Dr. Marie-Hélène HAYE Soutien du Chirurgien-Dentiste

Dentiste, Coaching, Développement personnel et Burn-out

29 novembre 2021

On achève bien les chevaux…
Le titre est provocateur. Oui mais voilà, parmi les dentistes qui fréquentent le Burn-out, je décèle souvent la présence de coaching et d’injonctions, en particulier d’injonction à la perfection.

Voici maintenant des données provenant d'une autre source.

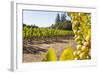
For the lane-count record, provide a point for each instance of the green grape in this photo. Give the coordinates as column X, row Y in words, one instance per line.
column 81, row 26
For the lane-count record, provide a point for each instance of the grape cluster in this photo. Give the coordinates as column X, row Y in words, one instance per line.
column 81, row 25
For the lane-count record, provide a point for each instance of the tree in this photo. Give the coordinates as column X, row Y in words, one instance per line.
column 63, row 17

Récemment j’ai écouté avec effarement le podcast Méta de Choc où un consultant en entreprise témoigne d’un séminaire de coaching avec une star internationale du développement personnel.

Cela m’interroge à double titre. D’abord parce que j’accompagne moi-même des personnes qui parfois me disent coach, ce que je ne suis pas. D’ailleurs c’est noté sur mon site.
Et puis aussi parce que dans notre métier de chirurgien-dentiste, on est nombreux à faire appel aux coaches.

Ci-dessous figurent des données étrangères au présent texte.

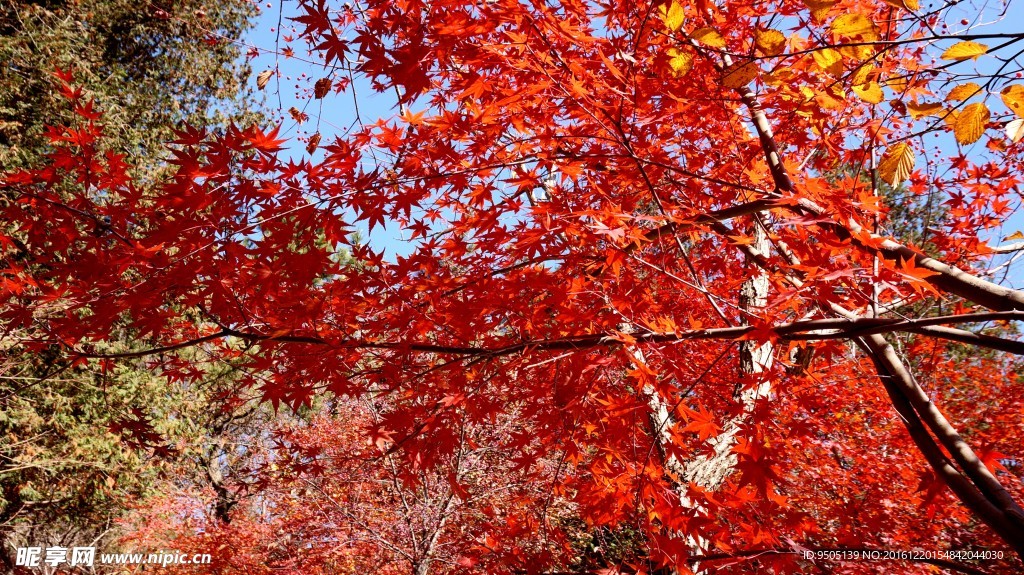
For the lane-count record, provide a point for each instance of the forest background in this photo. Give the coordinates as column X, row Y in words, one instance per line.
column 535, row 288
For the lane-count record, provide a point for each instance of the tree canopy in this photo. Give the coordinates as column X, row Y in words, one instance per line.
column 685, row 286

Dans les situations d’épuisement professionnel qui mènent au burn-out, je retrouve toujours un facteur déclenchant important : une multitude d’injonctions à la perfection.
Les injonctions, ce sont toutes ces petites phrases, dites ou seulement pensées, que l’on se répète ou qui nous sont répétées, pour guider nos actes et nos décisions.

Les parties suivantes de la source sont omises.